Büyük Risk | Fenerbahçe – Gaziantep FK
Emre Belözoğlu’nun başından geçen 2 maç Erol Bulut’un oyunundan çok uzak değildi. Yeni Malatya
deplasmanında farklı olarak görebileceğimiz oyun, kanatları Caner-Ozan-Valencia, Gökhan-İrfan-Osayi
üçgenleriyle atak organizasyonları üretmesiydi. Baktı ki kanat oyuncularıyla bu pas organizasyonunu
gerçekleştiremiyor radikal bir değişiklik yaparak Gaziantep maçına 5 merkez orta saha oyuncusuyla
çıktı. Ve nihayet enerjik, istekli, bol pozisyon bulan bir Fenerbahçe ile karşılaştık. Malatya maçındaki
üçgenleri daha kaliteli ayaklara bırakarak pas trafiğini gerçekleştirdi. Sosa, Mert Hakan ve Pelkas’ın
neden ilk 11’de olmasını gösteren bir oyundu bu.

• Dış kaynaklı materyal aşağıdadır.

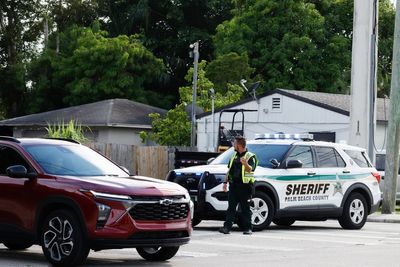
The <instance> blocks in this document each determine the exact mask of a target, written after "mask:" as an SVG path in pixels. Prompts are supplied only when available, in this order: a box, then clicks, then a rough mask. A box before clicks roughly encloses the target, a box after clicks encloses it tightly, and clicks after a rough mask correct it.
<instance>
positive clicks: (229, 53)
mask: <svg viewBox="0 0 400 267" xmlns="http://www.w3.org/2000/svg"><path fill="white" fill-rule="evenodd" d="M253 72H254V69H253V68H251V67H250V66H249V57H248V56H247V54H242V55H239V54H237V53H228V54H226V55H221V56H219V57H217V58H216V59H214V60H213V61H211V62H210V63H209V64H208V65H207V68H206V75H207V77H209V78H210V80H211V81H212V82H213V83H214V87H215V89H216V91H217V92H220V93H224V92H226V91H227V87H226V86H227V85H228V84H239V82H240V80H241V79H246V80H248V79H250V76H251V74H252V73H253Z"/></svg>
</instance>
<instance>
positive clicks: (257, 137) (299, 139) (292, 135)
mask: <svg viewBox="0 0 400 267" xmlns="http://www.w3.org/2000/svg"><path fill="white" fill-rule="evenodd" d="M255 139H256V140H258V139H294V140H314V135H313V134H309V133H302V134H284V133H275V134H256V135H255Z"/></svg>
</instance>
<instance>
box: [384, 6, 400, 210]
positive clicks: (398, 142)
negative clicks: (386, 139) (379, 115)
mask: <svg viewBox="0 0 400 267" xmlns="http://www.w3.org/2000/svg"><path fill="white" fill-rule="evenodd" d="M393 39H394V40H393V58H392V80H391V84H390V106H389V122H388V124H389V125H388V128H389V129H388V132H387V145H386V162H385V188H384V189H383V203H382V213H383V214H391V213H392V212H394V209H395V205H396V187H397V173H398V170H399V149H400V75H399V71H400V0H397V3H396V20H395V26H394V35H393Z"/></svg>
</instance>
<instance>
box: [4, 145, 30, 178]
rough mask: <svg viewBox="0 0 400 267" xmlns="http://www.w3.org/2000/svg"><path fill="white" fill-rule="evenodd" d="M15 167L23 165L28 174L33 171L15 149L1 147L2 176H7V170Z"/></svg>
mask: <svg viewBox="0 0 400 267" xmlns="http://www.w3.org/2000/svg"><path fill="white" fill-rule="evenodd" d="M13 165H22V166H24V167H25V168H26V170H27V171H28V172H32V171H33V168H32V167H31V166H30V165H29V164H28V162H27V161H26V160H25V159H24V158H23V157H22V156H21V155H20V154H19V153H18V152H17V151H16V150H15V149H13V148H11V147H8V146H0V174H2V175H4V174H6V170H7V168H8V167H10V166H13Z"/></svg>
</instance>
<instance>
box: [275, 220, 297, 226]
mask: <svg viewBox="0 0 400 267" xmlns="http://www.w3.org/2000/svg"><path fill="white" fill-rule="evenodd" d="M295 221H296V220H295V219H291V218H281V219H274V220H272V222H273V223H274V224H276V225H279V226H291V225H292V224H294V222H295Z"/></svg>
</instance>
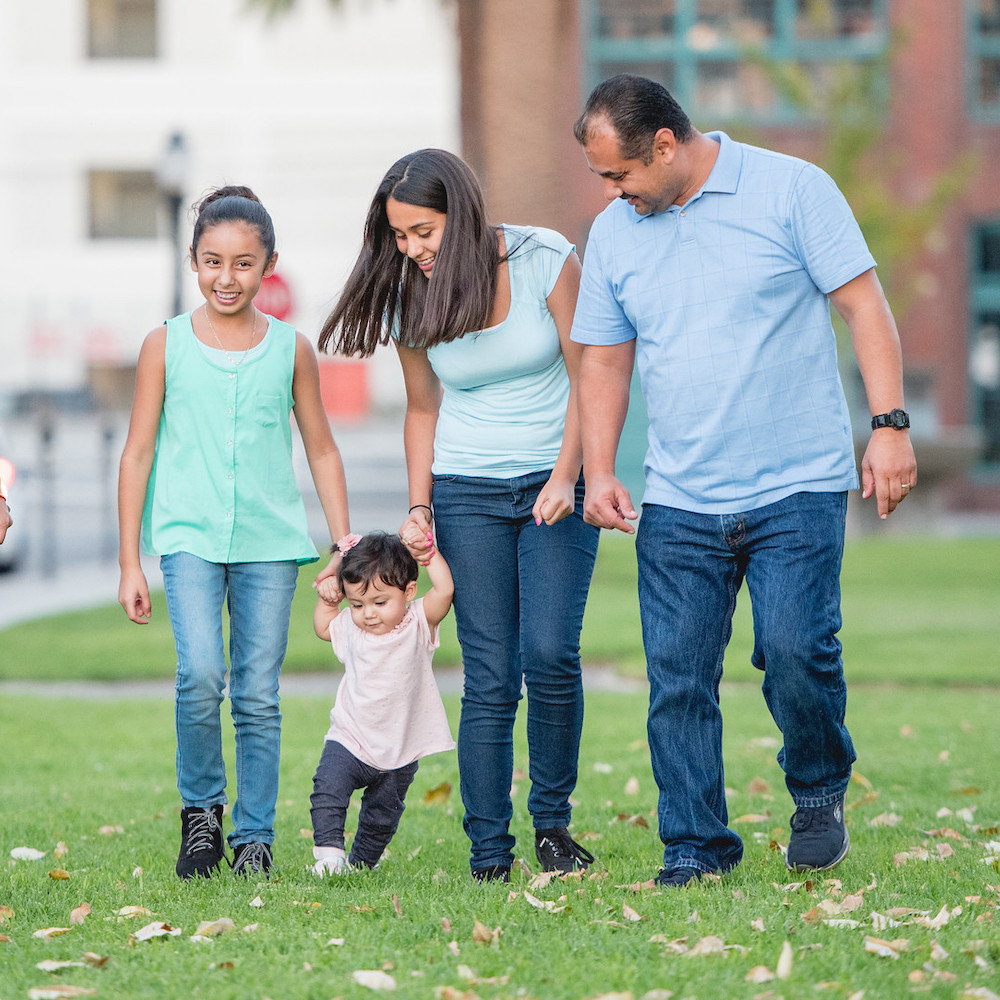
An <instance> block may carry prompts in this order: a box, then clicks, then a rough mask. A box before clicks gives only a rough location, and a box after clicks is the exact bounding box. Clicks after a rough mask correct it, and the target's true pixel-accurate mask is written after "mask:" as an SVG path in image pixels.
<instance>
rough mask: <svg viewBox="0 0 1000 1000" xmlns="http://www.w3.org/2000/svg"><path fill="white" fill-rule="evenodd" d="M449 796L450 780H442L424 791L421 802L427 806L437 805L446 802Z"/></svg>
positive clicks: (442, 803)
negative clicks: (441, 781)
mask: <svg viewBox="0 0 1000 1000" xmlns="http://www.w3.org/2000/svg"><path fill="white" fill-rule="evenodd" d="M450 797H451V782H450V781H442V782H441V784H440V785H435V786H434V787H433V788H428V789H427V791H426V792H424V797H423V800H422V801H423V803H424V805H428V806H438V805H442V804H443V803H445V802H447V801H448V799H449V798H450Z"/></svg>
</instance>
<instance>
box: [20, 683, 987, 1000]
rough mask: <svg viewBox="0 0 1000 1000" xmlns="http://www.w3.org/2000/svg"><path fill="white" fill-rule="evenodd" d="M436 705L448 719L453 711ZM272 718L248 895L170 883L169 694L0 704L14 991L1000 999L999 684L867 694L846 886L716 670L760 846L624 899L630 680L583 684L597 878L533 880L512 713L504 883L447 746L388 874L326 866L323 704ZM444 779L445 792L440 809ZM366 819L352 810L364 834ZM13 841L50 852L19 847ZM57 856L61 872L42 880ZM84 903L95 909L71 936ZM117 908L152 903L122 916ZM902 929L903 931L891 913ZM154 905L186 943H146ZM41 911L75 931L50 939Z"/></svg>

Bu oyunun getirilerine bakarak diyebiliriz önceki maçlara oranla ki ceza sahasında daha fazla oyuncu
gördük. Böylelikle kenar ortaları daha tehlikeli bir hal aldı. İkinci gol de böyle geldi.
Anlamakta güçlük çektiğim birkaç Emre Hoca değişikliği vardı bu maçta. İkinci golü bulduktan hemen
sonra Cisse ve Sinan Gümüş’ü oyuna aldı. Eğer ki kontradan üçüncü golü bulmak istersen kesin
alınması gereken tek oyuncu var: Osayi-Samuel. Eyvallah, beni yanılttı ve Sinan kontradan golü buldu.
Skoru tutmak istiyorsan niye direkt Gustavo’yu almadın? Bunu sorgulamamız gerekiyor.
Peki Fenerbahçe neden 34. haftada kendini henüz buldu? Bunda 2 temel faktörün olduğunu
düşünüyorum. Birincisi, çok fazla kaliteli oyuncuya sahip olmasıydı. Ne saçma sebep değil mi? Ama
Fenerbahçe iseniz değil. Erol Hoca kesin bir ilk 11 ortaya koyamayarak hem oyununu iyileştiremedi
hem de sürekli oynayamayan oyuncularının performanslarını düşürdü. İkinci nedense, Gustavo’nun
fiziksel olarak oynayabileceği bütün maçlarda 11 çıkmasıydı. Evet, Gustavo Fenerbahçe’nin bu sezonki
en iyi 2-3 oyuncusundan biri. Asla inkar edemeyiz. Fakat takımın en büyük sıkıntısı gol yollarında
etkisiz olmakken takımın defansif orta saha oyuncusunu kesmek alınması gereken bir riskti. Emre
Belözoğlu’ndan alıntı yapmak gerekirsek “En büyük risk, risk almamaktır.”